Méliès: Ah! What astonishing films… what a variety of monsters! What explosions—one might faint from the terror! And the things falling from the sky—left and right! Honestly, the only thing missing is a touch of imagination! Everything is here—except what you people call “the magic of imagination.”
(He actually said those two words in fluent English—it was amusing.)
Bijan: How wonderful that you speak English, though I’ve been speaking French! So you’re saying modern cinema lacks imagination?
Méliès: It’s not that it has none—but its imagination amounts to creating some flims, mass-produced 3D dragon! Today’s filmmakers don’t paint imagination with color and love—they render it with soulless software and lifeless animation.
Bijan: But even in your films, some were in color—hand-painted frame by frame.
Méliès: Yes, those were grueling techniques I used.
I was among the first to enchant the world with just a paper moon and a handheld sparkler—like your Little Ali The Littel series you made in Iran
Now, with millions in budget, audiences are bombarded for two hours with hollow, grandiose fantasies—and that’s it.
(I was nearly jolted awake at this point, but kept going.)
Bijan: Monsieur, what are your thoughts on superhero films? Marvel? DC?
Méliès (smiling): In my day, we had superheroes too—but ours were born of creativity and sleight of hand before the camera. A wizard, for instance, might cut off his head in one shot and reattach it in the next!
Your modern ones—these muscle-bound beauties—have brawn but no magic.
I even heard of a director in Iran, Sammuel Khachikian, who made audiences gasp simply by blowing dust on the lens and adding an explosion sound!
I wish today’s directors could at least pull a rabbit out of a hat like a novice magician.
Bijan: If you were alive today, with all this technology, what kind of film would you make?
Méliès: A film about real people—their emotions, their love—set in color, light, and nature… not inside some little black box like the one in your hand. What do you call it again—mobile phone?

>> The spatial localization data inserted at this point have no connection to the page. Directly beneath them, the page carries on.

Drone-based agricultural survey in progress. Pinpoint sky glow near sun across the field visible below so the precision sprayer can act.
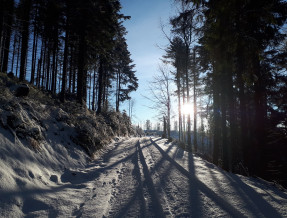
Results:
[181,104,193,115]
[120,0,177,125]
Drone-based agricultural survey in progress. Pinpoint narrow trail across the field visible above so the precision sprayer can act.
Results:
[19,137,287,217]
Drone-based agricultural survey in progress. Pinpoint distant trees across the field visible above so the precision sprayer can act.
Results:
[0,0,138,113]
[169,0,287,181]
[146,63,172,138]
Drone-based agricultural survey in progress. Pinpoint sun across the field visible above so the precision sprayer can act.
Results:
[181,104,193,115]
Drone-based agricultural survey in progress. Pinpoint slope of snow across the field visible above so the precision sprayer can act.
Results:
[0,135,287,217]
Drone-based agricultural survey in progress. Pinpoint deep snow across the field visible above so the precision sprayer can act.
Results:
[0,134,287,217]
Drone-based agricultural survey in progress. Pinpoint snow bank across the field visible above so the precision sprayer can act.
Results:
[0,73,133,217]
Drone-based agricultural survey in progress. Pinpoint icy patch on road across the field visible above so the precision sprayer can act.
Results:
[0,133,287,217]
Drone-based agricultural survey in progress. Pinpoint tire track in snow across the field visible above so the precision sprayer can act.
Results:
[136,141,165,217]
[150,139,249,217]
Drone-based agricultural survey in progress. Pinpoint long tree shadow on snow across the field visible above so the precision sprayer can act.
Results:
[115,141,165,218]
[151,139,280,217]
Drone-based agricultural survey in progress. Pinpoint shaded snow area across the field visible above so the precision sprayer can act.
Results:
[0,135,287,217]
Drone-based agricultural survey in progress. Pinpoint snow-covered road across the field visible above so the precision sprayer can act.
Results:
[2,138,287,217]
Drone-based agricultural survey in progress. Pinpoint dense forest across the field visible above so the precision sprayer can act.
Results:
[161,0,287,184]
[0,0,138,113]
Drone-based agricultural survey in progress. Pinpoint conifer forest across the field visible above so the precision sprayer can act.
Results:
[0,0,287,190]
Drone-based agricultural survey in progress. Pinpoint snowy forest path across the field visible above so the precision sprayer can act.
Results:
[64,137,287,217]
[18,137,287,217]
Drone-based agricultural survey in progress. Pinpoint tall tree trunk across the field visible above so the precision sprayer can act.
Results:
[16,37,21,77]
[19,0,32,81]
[2,0,14,72]
[193,49,197,152]
[30,29,38,84]
[92,69,96,111]
[77,26,87,105]
[254,54,267,176]
[30,16,38,84]
[176,69,182,141]
[97,57,104,114]
[11,33,17,73]
[61,29,71,102]
[185,46,192,150]
[213,66,220,165]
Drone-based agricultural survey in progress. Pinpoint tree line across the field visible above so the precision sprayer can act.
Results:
[163,0,287,182]
[0,0,138,113]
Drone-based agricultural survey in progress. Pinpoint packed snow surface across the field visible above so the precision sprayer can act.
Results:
[0,135,287,217]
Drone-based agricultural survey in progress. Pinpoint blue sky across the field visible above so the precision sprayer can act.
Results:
[121,0,177,127]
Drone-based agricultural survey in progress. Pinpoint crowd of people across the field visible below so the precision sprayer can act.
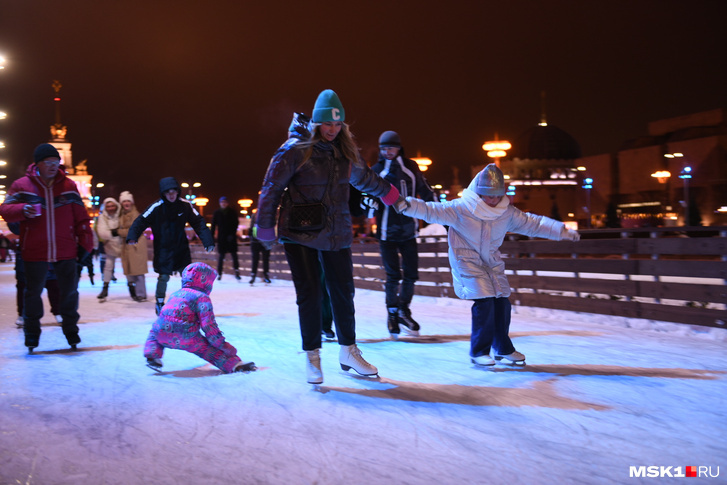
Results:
[0,89,579,384]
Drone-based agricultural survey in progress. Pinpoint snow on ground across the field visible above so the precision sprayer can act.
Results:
[0,263,727,485]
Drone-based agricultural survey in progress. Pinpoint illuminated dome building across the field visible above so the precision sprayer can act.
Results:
[500,114,590,227]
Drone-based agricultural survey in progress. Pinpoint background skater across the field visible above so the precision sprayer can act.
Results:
[371,131,434,338]
[404,163,580,366]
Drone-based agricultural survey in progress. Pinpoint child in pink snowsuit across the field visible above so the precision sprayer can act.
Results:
[144,263,252,373]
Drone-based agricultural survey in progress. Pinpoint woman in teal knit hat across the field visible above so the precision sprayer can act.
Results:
[255,89,404,384]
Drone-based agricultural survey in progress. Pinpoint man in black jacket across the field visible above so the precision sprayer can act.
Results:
[126,177,215,315]
[370,131,434,338]
[211,196,242,281]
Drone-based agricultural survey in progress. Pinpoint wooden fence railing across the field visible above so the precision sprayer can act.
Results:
[192,227,727,328]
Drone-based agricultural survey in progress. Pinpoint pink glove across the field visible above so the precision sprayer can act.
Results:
[221,342,237,357]
[252,224,275,241]
[381,185,400,205]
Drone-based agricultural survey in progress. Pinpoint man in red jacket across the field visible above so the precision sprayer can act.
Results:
[0,143,93,352]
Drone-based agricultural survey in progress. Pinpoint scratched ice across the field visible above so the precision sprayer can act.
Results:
[0,263,727,485]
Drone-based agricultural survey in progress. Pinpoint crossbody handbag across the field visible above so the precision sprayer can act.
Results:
[288,152,335,232]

Bijan: Yes… yes, it seems you’re not just a magician but a skilled fortune teller—you realized our lives are now inside this black box, master!
Méliès (with a smirk): Oh, you haven’t seen anything yet!
Your problem is you’ve imprisoned all your dreams inside a plastic rectangle.
If it were me, I’d blow up that ridiculous little box at the end of my film—set people’s dreams free!
I’d take them back to puppet shows, to the cinema, to live theater.
I’d call it: Return to the Magic Screen!
Bijan: It seems you still miss your old magical world, don’t you?
Méliès: Of course!
To me, cinema is like a circus—magic mixed with poetry, dreams, and humanity. A trip to the moon with a cannonball!
Your cinema today is the stock market of digital images.
It has everything… and yet nothing—because it doesn’t move me, doesn’t stir my heart.
Why?
Because it gives you everything, yet somehow gives you nothing.
No one misses going to the movies anymore.
Bijan: What message do you have for today’s filmmakers?
Méliès: You really are a journalist—even in dreams you chase moral messages!
Alright, here’s one:
Dear filmmakers, don’t forget imagination, even if your camera has a million megapixels.
Some things can only be created with a paper star and a dream-filled heart.
Remember: Film is like dreaming.
Bijan: If you went to a cinema today and saw audiences wearing 3D glasses, how would you feel?
Méliès: I’d probably think I’d walked into a mechanical nightmare!
Audiences now are like magicians who don’t know where their trick comes from.
They don’t see with eyes—they use filters. They don’t feel with hearts—they use instant reactions.
Cinema shouldn’t just deceive the eye—it must shake the soul.
Bijan: In your view, are new technologies enemies of imagination?
Méliès: Not necessarily. I used the technology of my time too—double exposures, stopping and restarting the camera to make someone disappear.
The difference is this: we made dreams with limitations.
Today, with endless tools, they make dreams that don’t feel like dreams. They just repeat themselves.
Imagination is like a butterfly—you can’t always catch it with a digital net.
Bijan: If you could choose an inscription for your tombstone, what would it be?
Méliès (with a smile): I don’t even know what my descendants have written!
But I’d wish it said:
“Here lies someone who turned cinema into dreams, not reality. If you’re searching for wakefulness, don’t watch my film!”